What you need: Windows XP, Vista, 7,8/8.1 or 10
Opera may not be as well-known as other browsers like Firefox and Chrome, but it offers similar features, such as extensions, cross-device syncing, and apps for your tablet and phone (there are various versions of the Opera app for Android, iOS and Windows). But it’s also got a few unique tricks up its sleeve – more than ever in this new version.
Opera 33 not only sports a swanky new logo (see above right) and a rejigged user interface, but it also offers some big performance improvements. Its underlying engine uses less memory, making it run better on older computers.
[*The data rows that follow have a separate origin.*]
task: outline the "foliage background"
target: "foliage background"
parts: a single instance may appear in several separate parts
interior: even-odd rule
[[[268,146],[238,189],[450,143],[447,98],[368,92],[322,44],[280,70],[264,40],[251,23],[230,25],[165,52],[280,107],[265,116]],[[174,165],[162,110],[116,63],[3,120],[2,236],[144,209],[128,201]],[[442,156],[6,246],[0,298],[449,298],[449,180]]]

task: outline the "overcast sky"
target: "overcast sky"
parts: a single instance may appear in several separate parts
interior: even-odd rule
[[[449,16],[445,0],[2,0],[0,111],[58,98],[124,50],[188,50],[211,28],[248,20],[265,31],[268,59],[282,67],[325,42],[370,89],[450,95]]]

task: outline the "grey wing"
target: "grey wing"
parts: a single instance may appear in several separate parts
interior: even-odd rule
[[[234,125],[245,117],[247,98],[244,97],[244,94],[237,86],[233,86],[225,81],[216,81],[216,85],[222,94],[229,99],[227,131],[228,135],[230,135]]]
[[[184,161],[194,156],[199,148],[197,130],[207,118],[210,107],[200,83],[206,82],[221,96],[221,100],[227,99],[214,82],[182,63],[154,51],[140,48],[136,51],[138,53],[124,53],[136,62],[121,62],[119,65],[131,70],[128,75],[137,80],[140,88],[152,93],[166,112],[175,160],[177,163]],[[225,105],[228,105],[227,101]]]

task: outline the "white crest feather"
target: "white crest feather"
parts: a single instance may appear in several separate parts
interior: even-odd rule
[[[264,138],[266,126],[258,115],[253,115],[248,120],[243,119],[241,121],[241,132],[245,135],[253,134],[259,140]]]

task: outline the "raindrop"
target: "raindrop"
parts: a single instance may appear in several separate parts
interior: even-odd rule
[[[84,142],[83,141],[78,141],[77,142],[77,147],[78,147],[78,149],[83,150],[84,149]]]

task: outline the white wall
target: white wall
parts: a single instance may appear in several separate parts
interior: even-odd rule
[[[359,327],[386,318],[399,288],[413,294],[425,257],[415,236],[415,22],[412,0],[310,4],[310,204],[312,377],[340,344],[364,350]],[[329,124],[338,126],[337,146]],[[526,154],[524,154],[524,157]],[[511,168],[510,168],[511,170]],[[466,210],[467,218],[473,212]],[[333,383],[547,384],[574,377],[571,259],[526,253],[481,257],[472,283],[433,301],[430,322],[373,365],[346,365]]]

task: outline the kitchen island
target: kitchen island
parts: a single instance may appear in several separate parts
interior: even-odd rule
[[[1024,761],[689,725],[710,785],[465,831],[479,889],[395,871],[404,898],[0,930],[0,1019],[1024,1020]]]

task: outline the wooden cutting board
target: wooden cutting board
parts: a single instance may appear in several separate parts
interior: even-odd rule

But by far the most interesting and useful feature Opera has introduced is its Turbo browsing mode. When enabled, Turbo cleverly compresses web pages, crunching images and other data so they load much faster and use less bandwidth.
Though Turbo mode effectively sends you smaller versions of the images and other media featured on a web page, Opera claims that you won’t notice the effects of this compression – on most screens, at least. In other words, photos will look virtually the same as they do when they’re uncompressed.
There are no PUPs to worry about in Opera’s installer. However, if you want to stop Opera storing and sharing your data (see our ‘Who’s selling your data?’ feature in Issue 463), click the Options button and untick ‘Share usage data to help improve Opera’.
1 To enable Turbo browsing, click the Opera button and then click the Opera Turbo option towards the bottom of the menu.
2 If this is the first time you’ve enabled Turbo, you’ll see a page of information. To visit a website, type its URL into the address bar or click its bookmark.